À Rueil commença pour nous cette vie de garnison qui devait devenir plus tard notre vie unique. Je pus observer sous un aspect nouveau les hommes au destin desquels j’étais lié. Il est impossible de rendre tout ce qu’il y avait dans la garde mobile de verve et d’entrain. Qu’une prise d’armes eût lieu, n’importe à quelle heure du jour ou de la nuit, et pas un soldat n’était malade. Les portes de l’infirmerie étaient fermées. Qui n’avait pas de souliers venait pieds nus ; qui avait égaré son fusil se trouvait armé subitement. Jamais le danger n’aura pour aucune troupe l’attraction qu’il eut pour nous. Quand l’appât des coups de fusil n’existait point, quand il s’agissait tout simplement de l’exercice, c’étaient une apathie et une mauvaise humeur universelles. Tant que le maniement des armes avait eu le charme de la nouveauté, on l’avait pratiqué avec entraînement ; depuis qu’il était devenu quelque chose de régulier et d’habituel, on l’avait pris en dégoût. Je ne saurais mieux comparer la garde mobile qu’à ces ardens et capricieux génies d’artistes qui passent de l’élan passionné pour tout ce qui est difficile et insolite au paresseux dédain des menus et ordinaires travaux de la vie.

Heureusement nous allions souvent à Paris, et nous y allions toujours les gibernes pleines. Le trajet se faisait en chantant. Quand nous arrivions à la barrière, la musique jouait, et le drapeau flottait au vent. J’ai eu l’honneur de porter quelquefois ce drapeau, qui fut troué par des coups de feu ; je me disais, alors que je marchais dans le rang, mesurant mon pas à celui des soldats : « Ici les balles m’atteindront peut-être ; mais ce que j’ai toujours craint et abhorré, ce que je trouve honteux de mépriser, lâche de subir, la calomnie et l’injure ne m’atteindront pas. » Cette pensée m’inspirait un attendrissement plein de bonheur et de fierté dont je remerciais Dieu.

À Paris, nous campions sur les places publiques. On jetait de la paille sur les pavés, souvent même la paille manquait, et il fallait s’accommoder du lit de pierre. L’officier appuyait son front aux jambes d’un soldat qui prenait son havresac pour oreiller, et le sommeil n’en venait pas moins avec le cortége des songes.
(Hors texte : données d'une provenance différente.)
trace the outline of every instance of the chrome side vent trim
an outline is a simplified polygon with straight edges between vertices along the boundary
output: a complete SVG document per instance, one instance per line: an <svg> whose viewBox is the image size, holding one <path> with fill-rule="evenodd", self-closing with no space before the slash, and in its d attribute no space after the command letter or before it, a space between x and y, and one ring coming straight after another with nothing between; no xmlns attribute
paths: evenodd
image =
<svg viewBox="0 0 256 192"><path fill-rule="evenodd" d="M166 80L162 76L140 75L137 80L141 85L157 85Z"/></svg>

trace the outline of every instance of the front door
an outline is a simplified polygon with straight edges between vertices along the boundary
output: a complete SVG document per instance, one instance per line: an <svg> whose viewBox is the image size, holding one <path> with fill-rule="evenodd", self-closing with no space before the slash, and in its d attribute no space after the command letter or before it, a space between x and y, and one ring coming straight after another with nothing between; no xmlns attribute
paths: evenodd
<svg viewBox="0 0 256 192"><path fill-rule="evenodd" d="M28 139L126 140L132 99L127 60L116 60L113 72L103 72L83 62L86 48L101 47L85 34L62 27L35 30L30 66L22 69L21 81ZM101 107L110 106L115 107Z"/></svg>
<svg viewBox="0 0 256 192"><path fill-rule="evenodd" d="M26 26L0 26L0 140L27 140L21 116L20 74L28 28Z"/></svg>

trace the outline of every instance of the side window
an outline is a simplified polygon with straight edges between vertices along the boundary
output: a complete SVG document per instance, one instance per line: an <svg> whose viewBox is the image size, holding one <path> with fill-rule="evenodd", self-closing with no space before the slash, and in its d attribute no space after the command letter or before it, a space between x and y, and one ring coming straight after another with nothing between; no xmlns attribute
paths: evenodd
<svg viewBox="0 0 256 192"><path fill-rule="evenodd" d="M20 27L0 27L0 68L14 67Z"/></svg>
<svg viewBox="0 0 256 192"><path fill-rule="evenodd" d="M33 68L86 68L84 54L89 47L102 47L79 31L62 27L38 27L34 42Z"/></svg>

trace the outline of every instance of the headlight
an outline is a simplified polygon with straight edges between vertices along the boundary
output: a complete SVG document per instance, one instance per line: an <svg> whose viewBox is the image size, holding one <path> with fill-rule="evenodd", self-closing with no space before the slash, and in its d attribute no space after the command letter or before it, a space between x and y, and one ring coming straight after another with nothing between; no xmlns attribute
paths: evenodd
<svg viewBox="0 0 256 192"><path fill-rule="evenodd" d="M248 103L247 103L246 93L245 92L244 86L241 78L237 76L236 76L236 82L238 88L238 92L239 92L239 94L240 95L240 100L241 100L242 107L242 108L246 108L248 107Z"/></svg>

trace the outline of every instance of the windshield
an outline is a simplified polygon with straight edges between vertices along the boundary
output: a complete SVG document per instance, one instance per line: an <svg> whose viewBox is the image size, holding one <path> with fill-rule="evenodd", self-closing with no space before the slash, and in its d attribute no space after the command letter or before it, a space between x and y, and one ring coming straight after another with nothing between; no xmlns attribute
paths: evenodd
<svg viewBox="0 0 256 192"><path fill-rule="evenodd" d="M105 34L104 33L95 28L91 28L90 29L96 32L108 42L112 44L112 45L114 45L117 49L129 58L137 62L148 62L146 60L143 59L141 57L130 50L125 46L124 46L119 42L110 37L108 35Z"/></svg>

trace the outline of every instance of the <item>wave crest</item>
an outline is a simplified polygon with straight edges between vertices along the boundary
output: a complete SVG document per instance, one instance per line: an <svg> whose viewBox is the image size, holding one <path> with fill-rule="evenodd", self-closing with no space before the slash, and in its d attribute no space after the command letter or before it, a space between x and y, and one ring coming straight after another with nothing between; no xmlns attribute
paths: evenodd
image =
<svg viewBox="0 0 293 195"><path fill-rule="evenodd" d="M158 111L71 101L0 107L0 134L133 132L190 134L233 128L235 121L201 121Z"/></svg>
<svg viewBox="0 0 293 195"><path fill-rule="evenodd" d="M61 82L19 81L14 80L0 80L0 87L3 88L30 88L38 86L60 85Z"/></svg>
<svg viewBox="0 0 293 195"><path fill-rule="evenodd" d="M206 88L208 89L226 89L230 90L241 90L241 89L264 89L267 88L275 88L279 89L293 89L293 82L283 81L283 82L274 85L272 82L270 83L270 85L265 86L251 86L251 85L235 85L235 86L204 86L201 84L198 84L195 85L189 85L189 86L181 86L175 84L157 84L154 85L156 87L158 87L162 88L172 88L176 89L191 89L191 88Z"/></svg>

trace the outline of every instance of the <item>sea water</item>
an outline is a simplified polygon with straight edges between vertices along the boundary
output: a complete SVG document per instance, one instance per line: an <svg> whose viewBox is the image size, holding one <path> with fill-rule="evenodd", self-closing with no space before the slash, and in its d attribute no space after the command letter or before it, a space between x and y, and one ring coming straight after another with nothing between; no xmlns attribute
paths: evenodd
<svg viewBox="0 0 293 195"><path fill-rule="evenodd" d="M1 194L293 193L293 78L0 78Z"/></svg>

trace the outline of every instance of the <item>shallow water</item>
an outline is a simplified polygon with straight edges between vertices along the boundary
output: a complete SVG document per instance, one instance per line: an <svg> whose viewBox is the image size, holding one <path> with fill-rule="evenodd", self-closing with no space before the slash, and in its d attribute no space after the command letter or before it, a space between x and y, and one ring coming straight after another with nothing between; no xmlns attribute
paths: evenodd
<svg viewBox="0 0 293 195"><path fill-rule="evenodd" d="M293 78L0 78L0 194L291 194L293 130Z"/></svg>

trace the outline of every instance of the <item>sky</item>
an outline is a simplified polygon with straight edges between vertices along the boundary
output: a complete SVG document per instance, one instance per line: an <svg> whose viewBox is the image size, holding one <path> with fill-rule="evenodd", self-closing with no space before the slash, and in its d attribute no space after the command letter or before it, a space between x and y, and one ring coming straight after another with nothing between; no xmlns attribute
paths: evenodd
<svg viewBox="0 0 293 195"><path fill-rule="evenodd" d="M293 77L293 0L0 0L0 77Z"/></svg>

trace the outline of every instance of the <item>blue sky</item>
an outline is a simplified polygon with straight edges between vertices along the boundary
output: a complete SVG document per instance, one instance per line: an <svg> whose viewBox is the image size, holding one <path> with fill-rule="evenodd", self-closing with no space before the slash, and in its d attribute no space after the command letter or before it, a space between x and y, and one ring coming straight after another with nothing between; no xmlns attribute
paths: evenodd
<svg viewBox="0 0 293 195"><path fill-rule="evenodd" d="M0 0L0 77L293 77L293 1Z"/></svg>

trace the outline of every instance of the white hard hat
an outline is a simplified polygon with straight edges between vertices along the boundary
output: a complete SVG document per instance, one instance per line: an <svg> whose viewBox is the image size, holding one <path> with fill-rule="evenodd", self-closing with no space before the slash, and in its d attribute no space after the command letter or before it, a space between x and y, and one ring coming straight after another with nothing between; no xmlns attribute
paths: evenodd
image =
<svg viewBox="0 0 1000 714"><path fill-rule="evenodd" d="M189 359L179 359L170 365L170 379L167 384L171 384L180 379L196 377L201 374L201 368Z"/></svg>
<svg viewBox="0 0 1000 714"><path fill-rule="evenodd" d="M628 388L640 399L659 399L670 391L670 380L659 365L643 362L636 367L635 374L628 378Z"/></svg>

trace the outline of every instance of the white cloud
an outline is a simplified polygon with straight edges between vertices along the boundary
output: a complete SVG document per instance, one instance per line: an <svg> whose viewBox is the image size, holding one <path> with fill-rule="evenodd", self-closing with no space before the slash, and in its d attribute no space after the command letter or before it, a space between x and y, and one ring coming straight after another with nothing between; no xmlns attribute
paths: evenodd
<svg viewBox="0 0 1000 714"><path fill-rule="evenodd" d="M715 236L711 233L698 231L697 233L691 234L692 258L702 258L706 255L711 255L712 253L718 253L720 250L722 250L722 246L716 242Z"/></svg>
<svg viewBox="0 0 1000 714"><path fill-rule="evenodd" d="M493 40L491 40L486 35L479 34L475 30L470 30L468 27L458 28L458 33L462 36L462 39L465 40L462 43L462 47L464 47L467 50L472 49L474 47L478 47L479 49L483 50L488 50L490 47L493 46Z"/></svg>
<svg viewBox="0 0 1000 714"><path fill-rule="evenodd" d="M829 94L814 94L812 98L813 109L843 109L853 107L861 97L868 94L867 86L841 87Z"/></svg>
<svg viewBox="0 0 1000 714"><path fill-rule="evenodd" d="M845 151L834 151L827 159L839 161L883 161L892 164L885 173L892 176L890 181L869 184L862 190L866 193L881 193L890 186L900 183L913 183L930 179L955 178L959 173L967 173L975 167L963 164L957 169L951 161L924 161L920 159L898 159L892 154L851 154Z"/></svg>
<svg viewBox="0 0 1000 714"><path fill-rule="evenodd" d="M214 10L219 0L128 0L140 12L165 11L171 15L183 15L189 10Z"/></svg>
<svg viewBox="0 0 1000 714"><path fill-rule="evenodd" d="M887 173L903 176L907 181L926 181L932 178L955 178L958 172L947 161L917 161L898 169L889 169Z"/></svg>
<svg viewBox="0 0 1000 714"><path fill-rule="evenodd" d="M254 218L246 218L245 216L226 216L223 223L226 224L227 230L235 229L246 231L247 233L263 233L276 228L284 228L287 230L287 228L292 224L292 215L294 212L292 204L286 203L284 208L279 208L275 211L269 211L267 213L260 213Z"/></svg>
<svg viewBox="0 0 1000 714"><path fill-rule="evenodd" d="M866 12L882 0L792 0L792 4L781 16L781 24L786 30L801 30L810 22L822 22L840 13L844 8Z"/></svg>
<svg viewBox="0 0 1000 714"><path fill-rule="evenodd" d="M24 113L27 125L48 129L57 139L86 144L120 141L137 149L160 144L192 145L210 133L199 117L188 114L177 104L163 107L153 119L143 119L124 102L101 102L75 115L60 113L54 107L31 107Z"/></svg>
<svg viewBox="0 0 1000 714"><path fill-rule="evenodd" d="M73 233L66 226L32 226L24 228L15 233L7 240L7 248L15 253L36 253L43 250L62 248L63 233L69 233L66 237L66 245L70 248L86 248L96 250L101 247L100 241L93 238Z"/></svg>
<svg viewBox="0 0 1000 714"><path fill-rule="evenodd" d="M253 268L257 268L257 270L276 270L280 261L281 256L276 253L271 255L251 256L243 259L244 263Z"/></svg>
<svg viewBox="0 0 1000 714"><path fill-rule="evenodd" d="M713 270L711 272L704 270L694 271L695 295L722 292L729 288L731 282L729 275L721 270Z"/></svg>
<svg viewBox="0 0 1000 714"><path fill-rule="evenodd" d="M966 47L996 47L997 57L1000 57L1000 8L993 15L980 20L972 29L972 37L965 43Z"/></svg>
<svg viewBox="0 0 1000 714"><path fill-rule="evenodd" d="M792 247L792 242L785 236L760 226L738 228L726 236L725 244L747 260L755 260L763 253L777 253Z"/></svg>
Je crois qu’il y a une espèce particulière de rêves pour ceux que la lune et les étoiles regardent dormir. Le sommeil sous les cieux étoilés m’a toujours paru tout imprégné de la clarté des constellations Quand le tambour, passant au-dessus des corps étendus, saluait des accens de la diane les premiers rayons de l’aube, on se levait avec autant de peine que s’il eût fallu quitter une couche moelleuse ensevelie dans une profonde alcôve.